I was quite inspired by a blog entry my good friend, Patty shared with me (read it here: (http://nothingspaces.com/blog/2011/09/10-things-i-know-to-be-true/)
My parents raised me to be a resilient girl. My parents told me that if you want something, you go after it simply because nobody will hand it to you.
That may be the reason why I ever since I was little I have been driven by goals, i grew up a incessant dreamer it also helped a lot that my parents always told me that nothing was impossible.
Believe me, for seven year old me the impossibilities were endless. However, being goal oriented also means being future oriented.
To a fault, it was quite impossible for me to sit still simply because my mind is always racing (I think i have undiagnosed ADD). If I'm not working towards my goal, I'm dreaming about ways to fulfill it, which is really a great thing but then again the Bible also says that it is important for us to rest and not worry about tomorrow-- which is something foreign to me.

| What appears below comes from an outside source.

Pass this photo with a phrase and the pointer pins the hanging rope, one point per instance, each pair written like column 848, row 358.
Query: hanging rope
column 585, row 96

For me to be at rest means that I have exhausted all options and there's nothing left for me to do. As long as I can do something about a situation, I'm working on it and that includes worrying. Two entirely unhealthy things simply because well it leaves me tired and worried-- two things Jesus said I'll never be.
Also I have noticed that while I'm constantly working towards "perfect moments" in the future i am missing out in the little things that matter, which is very important.

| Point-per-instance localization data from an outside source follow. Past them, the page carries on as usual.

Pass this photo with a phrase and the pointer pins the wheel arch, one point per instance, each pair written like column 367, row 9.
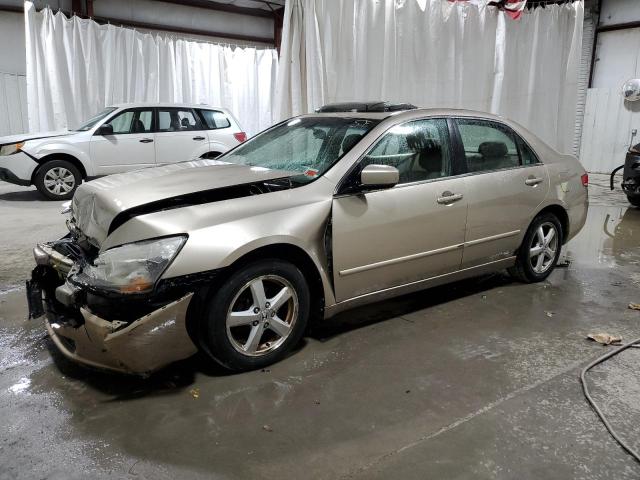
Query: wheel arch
column 60, row 156
column 562, row 214
column 301, row 259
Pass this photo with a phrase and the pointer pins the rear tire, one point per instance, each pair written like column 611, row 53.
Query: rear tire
column 256, row 316
column 540, row 249
column 635, row 201
column 57, row 179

It's wonderful what God uses to remind us of what's important-- truly at the end of the day, no matter how I prepare for something, God will not allow it if it's not in His will.
so in order for me to live my life to the fullest it is important for me to immerse myself in God's word and through that know the direction God has planned for my life. It is always quite important to remember that God will never let us in the entire plan, that He shows it to us one by one, requiring a lot of faith on our parts-- something that was difficult for me at the beginning since I'm a control freak.
Often in days of panic, I take a deep breath and tell myself that "God is good all the time and He won't allow anything to destroy me for I am His child."
Also whenever rejection comes I no longer fall apart but believe that God will not take away from me what is rightfully mine and what He has willed for my life. In His kingdom, what's mine is mine.
Resting in God's name also allows me to remember that I am just a small part in God's kingdom and although I was put on this earth for a purpose, i am reminded of God's greatness and how my worries are trivial.
So this weekend, I pray that you find this rest, the kind that makes you sleep soundly at night without worries.